—Este es Pepillo.... Aquí le tiene usted... enfermo. Pero ya vamos bien; ¿no es eso? Y pronto estará muy guapo y muy alegre....
El niño contestó con una sonrisa, dejándome admirar la hermosura de sus ojos negros, muy brillantes y expresivos.
Mientras Gabriela me servía, observé al chico. Era corcovado y tenía color de cadáver. Causóme dolorosa impresión la figura de aquel pobre niño enfermizo y lisiado. Su rostro era el rostro de un polichinela: naricilla de poeta satírico, boca grande y sarcástica, sonrisa burlona. El cráneo voluminoso, bien conformado, acusaba rara inteligencia, aterradora precocidad. El pobre chico apuraba a sorbos una taza de leche, y no dejaba de mirarme.

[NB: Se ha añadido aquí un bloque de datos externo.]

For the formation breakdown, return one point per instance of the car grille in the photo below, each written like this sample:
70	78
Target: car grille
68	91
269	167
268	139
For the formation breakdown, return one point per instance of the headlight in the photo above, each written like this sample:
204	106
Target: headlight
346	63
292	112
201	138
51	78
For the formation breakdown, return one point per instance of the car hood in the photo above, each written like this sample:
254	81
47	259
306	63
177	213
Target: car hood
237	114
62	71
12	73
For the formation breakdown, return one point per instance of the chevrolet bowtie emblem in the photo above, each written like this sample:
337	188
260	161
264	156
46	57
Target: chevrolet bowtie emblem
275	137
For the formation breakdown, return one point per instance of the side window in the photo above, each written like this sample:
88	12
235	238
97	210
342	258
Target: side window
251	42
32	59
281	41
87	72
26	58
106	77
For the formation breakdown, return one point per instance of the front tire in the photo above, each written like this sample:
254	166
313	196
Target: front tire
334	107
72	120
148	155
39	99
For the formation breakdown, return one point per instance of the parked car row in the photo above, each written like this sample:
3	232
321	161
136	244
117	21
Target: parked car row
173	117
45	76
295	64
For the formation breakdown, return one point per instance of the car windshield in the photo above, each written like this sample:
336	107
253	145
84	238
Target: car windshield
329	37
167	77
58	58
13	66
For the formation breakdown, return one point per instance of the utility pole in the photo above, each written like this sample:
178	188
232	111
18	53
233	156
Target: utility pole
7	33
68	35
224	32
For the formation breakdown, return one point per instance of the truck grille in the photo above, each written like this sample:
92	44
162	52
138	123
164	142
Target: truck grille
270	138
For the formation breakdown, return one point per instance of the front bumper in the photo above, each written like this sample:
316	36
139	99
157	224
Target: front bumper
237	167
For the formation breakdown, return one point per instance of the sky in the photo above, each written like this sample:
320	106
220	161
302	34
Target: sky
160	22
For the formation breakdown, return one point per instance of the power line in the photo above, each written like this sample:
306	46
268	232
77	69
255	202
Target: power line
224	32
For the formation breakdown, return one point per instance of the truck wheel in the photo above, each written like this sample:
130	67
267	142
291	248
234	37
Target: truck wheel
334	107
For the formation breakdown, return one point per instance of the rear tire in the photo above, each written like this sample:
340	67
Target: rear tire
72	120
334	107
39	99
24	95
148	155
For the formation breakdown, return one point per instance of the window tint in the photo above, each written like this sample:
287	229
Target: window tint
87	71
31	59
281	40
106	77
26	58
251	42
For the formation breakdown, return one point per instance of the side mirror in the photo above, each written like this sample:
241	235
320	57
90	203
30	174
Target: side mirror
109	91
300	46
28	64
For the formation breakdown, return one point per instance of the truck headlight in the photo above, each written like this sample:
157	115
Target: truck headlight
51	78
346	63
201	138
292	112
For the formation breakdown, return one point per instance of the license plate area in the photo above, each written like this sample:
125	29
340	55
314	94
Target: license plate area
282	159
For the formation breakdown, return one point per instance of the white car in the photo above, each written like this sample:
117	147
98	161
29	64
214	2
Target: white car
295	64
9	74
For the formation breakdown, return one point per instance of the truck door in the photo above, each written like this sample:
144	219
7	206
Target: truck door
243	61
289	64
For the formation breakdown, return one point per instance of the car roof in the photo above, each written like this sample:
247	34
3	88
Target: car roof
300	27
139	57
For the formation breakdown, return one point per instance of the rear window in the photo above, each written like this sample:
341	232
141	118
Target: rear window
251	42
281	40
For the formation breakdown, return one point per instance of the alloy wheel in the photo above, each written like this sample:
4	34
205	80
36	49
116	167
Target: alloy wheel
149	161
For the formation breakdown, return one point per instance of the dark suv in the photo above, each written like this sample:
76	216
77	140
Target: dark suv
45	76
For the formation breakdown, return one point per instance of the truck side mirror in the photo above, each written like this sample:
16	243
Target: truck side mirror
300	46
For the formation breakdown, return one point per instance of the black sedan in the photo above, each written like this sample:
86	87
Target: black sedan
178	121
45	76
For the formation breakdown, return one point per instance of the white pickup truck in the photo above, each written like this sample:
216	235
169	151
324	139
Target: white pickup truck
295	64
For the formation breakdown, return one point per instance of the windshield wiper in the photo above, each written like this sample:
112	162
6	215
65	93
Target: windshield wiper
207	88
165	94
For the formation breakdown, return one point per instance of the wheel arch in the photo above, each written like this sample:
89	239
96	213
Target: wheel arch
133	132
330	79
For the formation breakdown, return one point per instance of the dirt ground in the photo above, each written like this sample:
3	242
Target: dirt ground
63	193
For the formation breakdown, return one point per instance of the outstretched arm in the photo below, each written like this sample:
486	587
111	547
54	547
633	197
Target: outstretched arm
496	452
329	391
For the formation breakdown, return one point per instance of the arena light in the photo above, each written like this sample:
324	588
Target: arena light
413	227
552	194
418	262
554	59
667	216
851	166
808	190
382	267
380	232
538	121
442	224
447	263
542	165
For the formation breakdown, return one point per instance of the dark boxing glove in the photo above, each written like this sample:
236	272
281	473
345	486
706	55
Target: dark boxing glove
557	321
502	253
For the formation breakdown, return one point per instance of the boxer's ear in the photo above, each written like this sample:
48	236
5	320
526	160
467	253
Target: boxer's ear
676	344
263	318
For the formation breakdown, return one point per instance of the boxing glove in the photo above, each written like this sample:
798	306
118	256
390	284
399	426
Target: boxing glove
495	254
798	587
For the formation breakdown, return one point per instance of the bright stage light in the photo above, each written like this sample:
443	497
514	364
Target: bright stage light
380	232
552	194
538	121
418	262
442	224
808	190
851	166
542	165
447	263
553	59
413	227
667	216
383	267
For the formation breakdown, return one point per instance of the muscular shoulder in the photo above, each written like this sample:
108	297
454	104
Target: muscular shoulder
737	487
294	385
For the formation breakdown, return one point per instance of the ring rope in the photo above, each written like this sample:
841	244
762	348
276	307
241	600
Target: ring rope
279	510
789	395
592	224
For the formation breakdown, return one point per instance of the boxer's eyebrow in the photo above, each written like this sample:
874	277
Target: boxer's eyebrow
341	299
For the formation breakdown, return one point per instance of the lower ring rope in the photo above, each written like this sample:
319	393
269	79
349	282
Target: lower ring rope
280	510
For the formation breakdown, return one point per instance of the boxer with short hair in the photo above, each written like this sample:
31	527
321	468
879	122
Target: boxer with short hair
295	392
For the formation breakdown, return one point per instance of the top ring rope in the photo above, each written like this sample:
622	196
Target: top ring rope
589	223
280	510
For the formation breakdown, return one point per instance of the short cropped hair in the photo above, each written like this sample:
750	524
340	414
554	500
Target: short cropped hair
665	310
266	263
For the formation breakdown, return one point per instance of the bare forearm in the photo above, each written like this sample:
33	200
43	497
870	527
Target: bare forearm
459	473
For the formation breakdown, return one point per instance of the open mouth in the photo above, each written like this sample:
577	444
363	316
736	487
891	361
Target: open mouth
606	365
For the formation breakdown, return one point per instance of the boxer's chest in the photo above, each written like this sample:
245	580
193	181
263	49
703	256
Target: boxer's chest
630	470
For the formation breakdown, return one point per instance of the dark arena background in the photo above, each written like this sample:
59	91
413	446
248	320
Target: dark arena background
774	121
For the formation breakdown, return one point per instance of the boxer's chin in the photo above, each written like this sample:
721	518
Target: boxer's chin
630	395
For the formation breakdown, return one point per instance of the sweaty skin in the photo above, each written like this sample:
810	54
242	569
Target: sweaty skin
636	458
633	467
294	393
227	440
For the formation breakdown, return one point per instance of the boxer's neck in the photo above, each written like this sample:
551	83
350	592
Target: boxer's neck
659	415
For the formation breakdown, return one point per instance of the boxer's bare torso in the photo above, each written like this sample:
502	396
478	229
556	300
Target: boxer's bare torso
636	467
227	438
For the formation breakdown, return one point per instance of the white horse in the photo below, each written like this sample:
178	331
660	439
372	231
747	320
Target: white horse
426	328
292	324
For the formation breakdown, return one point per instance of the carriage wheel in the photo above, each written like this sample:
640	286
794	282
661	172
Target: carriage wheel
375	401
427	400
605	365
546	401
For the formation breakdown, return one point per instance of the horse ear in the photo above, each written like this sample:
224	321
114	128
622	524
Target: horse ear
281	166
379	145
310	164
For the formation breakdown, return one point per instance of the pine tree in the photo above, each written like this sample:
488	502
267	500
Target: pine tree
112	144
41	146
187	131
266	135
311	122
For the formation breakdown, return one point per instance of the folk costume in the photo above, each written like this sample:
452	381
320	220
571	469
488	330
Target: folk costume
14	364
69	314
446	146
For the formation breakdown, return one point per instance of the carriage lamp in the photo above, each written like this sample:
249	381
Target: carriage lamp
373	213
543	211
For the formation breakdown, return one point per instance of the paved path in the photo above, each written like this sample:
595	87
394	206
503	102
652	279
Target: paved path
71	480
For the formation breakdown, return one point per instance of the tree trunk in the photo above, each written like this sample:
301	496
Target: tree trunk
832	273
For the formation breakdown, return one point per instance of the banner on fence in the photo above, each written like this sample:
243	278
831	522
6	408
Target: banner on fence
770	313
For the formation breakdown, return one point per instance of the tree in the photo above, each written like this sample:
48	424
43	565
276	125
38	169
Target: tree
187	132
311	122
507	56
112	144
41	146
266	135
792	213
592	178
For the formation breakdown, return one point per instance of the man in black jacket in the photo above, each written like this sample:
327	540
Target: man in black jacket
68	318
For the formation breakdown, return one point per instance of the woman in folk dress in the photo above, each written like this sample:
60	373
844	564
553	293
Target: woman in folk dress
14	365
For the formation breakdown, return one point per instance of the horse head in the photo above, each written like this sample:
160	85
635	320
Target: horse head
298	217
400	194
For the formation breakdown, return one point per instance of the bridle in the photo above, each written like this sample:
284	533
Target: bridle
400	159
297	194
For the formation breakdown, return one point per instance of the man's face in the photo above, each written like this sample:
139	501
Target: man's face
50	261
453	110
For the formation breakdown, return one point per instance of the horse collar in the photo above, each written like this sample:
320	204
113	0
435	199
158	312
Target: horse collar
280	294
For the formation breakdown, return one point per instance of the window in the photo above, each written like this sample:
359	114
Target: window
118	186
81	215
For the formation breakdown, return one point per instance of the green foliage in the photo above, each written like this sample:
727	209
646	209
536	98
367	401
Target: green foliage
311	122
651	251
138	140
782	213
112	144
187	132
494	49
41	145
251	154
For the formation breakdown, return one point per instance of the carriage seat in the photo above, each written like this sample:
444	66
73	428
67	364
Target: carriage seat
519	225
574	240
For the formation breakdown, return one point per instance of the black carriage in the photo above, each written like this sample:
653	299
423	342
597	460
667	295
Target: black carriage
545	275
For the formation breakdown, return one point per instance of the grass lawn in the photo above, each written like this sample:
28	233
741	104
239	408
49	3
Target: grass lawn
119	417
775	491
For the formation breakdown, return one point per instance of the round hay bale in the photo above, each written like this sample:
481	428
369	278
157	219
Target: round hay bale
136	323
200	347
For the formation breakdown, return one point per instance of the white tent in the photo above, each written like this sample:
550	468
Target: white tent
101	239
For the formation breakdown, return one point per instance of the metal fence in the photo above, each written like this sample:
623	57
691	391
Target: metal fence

El señor Fernández me habló de la belleza del camino, de la buena condición del caballo que me había mandado, y terminó preguntándome por mis tías.
-¿Y Angelina?—dijo la señorita.
-¿Angelina?... En San Sebastián... con el P. Herrera...—contesté.
—Papá: ¿conoces a esa joven?
—No;—respondió el caballero—pero debe ser muy hermosa, y sobre todo muy estimable... porque tú nos hablas de ella a cada instante.
—¿Verdad, señor,—dijo la señorita dirigiéndose a mí—verdad que Angelina es una muchacha muy inteligente y muy cariñosa? Es compañera mía en la Conferencia, y todos la queremos mucho, ¡mucho!... Y, dígame usted: ¿por qué es tan retraída? Yo siempre empeñada en llevarla a casa, y ella excusándose. Cuando usted la vea, dígale que la quiero mucho; que la estimo en todo lo que vale; y que hace mal en no corresponder a mi cariñosa amistad.
—No, señorita:—me apresuré a replicar—Linilla (así le decimos en casa) corresponde al afecto de usted como es debido. Usted hace de ella muchos elogios, y ella no escasea las alabanzas.